Karakitsou et al. (2025) applied these theoretical insights by using visual metaphors to elicit faculty attitudes toward GenAI. Their findings mirrored the literature’s duality (optimism about creativity and productivity alongside concerns over autonomy, dehumanization, and ethics), reinforcing that metaphorical framings shape both cognition and discourse in higher education.

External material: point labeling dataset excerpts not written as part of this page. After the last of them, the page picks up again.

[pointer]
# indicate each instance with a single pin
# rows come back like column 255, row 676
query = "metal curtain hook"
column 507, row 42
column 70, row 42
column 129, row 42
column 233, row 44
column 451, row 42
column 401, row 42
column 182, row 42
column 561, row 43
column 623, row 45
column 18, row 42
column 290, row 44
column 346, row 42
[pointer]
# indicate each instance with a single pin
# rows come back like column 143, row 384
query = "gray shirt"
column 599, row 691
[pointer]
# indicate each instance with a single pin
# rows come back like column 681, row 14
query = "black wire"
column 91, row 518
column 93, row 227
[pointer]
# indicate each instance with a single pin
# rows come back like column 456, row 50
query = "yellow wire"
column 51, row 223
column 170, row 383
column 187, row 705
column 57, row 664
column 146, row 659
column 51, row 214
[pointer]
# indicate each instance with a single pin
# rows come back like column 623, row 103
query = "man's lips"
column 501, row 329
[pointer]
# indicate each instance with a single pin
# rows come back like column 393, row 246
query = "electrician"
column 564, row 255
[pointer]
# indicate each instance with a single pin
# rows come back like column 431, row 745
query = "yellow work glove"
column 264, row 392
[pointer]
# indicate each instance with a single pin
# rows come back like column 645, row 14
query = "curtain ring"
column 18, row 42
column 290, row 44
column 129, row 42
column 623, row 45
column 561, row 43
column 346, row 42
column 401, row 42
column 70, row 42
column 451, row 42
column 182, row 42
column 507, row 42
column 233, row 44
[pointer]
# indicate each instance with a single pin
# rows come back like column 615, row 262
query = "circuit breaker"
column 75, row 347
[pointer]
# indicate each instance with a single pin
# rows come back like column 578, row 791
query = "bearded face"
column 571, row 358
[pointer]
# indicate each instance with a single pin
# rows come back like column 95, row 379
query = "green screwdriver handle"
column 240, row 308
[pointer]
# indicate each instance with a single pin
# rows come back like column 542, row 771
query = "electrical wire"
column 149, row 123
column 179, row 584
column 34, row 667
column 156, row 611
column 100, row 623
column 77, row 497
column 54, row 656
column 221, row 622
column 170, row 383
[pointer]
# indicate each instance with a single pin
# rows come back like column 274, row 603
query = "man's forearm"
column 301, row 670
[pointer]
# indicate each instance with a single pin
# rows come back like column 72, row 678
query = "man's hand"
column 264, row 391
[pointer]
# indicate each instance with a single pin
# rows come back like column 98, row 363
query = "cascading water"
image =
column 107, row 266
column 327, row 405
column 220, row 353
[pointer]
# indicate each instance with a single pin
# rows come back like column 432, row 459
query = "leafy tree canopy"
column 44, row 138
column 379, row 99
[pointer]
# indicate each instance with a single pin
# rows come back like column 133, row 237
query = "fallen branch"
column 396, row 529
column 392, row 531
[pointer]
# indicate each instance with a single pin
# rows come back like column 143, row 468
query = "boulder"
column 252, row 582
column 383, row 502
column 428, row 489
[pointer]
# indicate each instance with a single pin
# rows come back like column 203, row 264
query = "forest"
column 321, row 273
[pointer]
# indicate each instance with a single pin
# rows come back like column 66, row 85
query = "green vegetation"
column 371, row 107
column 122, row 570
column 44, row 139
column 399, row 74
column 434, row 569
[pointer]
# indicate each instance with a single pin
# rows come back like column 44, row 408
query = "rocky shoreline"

These complementary studies demonstrate how metaphors can advance Critical GenAI Literacy by revealing implicit perceptions through visual methods like metaphor elicitation and projective techniques. They also underscore the need for deliberate use of metaphor in teaching, communication, and policy: visual and linguistic framing should clarify rather than mystify GenAI, temper hype, and promote informed engagement. Moreover, the continuum of metaphors identified here provides a practical framework for designing instructional materials, visual communication, and faculty development initiatives that cultivate reflective and ethical integration of GenAI in education.
This study contributes to ongoing discussions on perceptions of GenAI by demonstrating how visual metaphors shape our understanding. By examining the current literature on GenAI visual metaphors, the study offers a novel approach to unpacking GenAI discourse and fostering more critical, informed engagement with emerging technologies. By analyzing the use of visual metaphors, we can enhance GenAI literacy, avoid misconceptions, and equip educators and learners with the criticality necessary to navigate the evolving digital landscape.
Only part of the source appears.